# Mobile phones for Youth: A necessity or Style statement?



## °K£l†huzaD° (Feb 19, 2008)

Well yeah that's the topic. 

I for one think that it is a necessity as 'we' can stay in touch with our family and friends when alone. It even teaches us the basics of money management.
But some people say they are harmful to health. I guess there is some negative point in everything.

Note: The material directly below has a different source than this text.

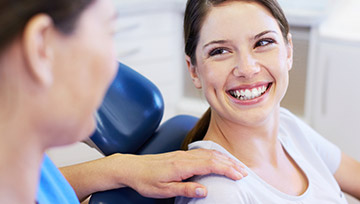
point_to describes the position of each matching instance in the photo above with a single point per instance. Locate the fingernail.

Style Statement? Umm..not completely. But yeah showing off feels really weally good


----------



## amitash (Feb 19, 2008)

nowadays cellphones are like pocket PCs which can make calls..it is really a neccisity as ive found out many times...tey maybe a style statement now but look arround..everybodies gettin cells nowadays so soon there will be no style statement as everyone will have a cell


----------



## narangz (Feb 19, 2008)

Well we lived without cell phones when they weren't available. For the youth it is the style statement. 

These days I feel its pain! I am fed up of cell phone now.


----------



## pree@blueshift (Feb 20, 2008)

Its a kind of style statement 4 youth...
 Most of de youngsters (Not everyone) are fascinated wit de new models ..
 Nd r ready to buy them even if dey r costly !!!!


----------



## ray|raven (Feb 20, 2008)

Yeah, Its become more of a style statement than a necessity.
I know folks who have good digital cams and still want to buy phones with 3 and 5 MP cams.
They dont even use the cam on the phone, but they want it to be there.
If keeping in touch is the real question,
I dont see the need for cams and memory in a cell phone.
Also, the point that they cram so much into so little space,
means that the phones become very fragile.One drop and the phone's history.

Personally, i think its better to use different gadgets than a unified gadget with all features.
These days people jus wanna show off,
And while i agree with the fact that they help us keep in touch,
I also point out the fact that, many people dont even know the basic etiquette of using one.
They jus shout into one , dont even care to where they are ,
and dont even think about the people around them.
And the music and ringtones is only adding noise in public places.
And this isnt just from some un-educated folks, I've personally seen some very educated people do this.

And yeah, narangz is right, People did live without cell phones.


----------



## nishantv2003 (Feb 20, 2008)

Its Simply A necessry Style statement


----------



## Choto Cheeta (Feb 20, 2008)

hmm.. I have a Nokia 3315

*www.shopbot.com.au/i/2004/8/9833_160.jpg

will it be considered as style statement ??


----------



## narangz (Feb 20, 2008)

^^ It'll be considered as a way to keep in touch with people. But don't you think cell phones are barging into our privacy? We can't have a nice time sitting somewhere without the phone ringing again & again. Ofcourse it can be swtiched off but when I do that this is what people say:
"Phone liya toh on bhi rakha karo na"


----------



## hullap (Feb 20, 2008)

Choto Cheeta said:


> Nokia 3315
> 
> *www.shopbot.com.au/i/2004/8/9833_160.jpg


ROFL


----------



## gxsaurav (Feb 20, 2008)

If it is only for communication then even a Nokia 1100 or SE J200i will do the job & I recommend parents giving these only to the student. What will they do with a 10k phone at this age????? And why do they even need it?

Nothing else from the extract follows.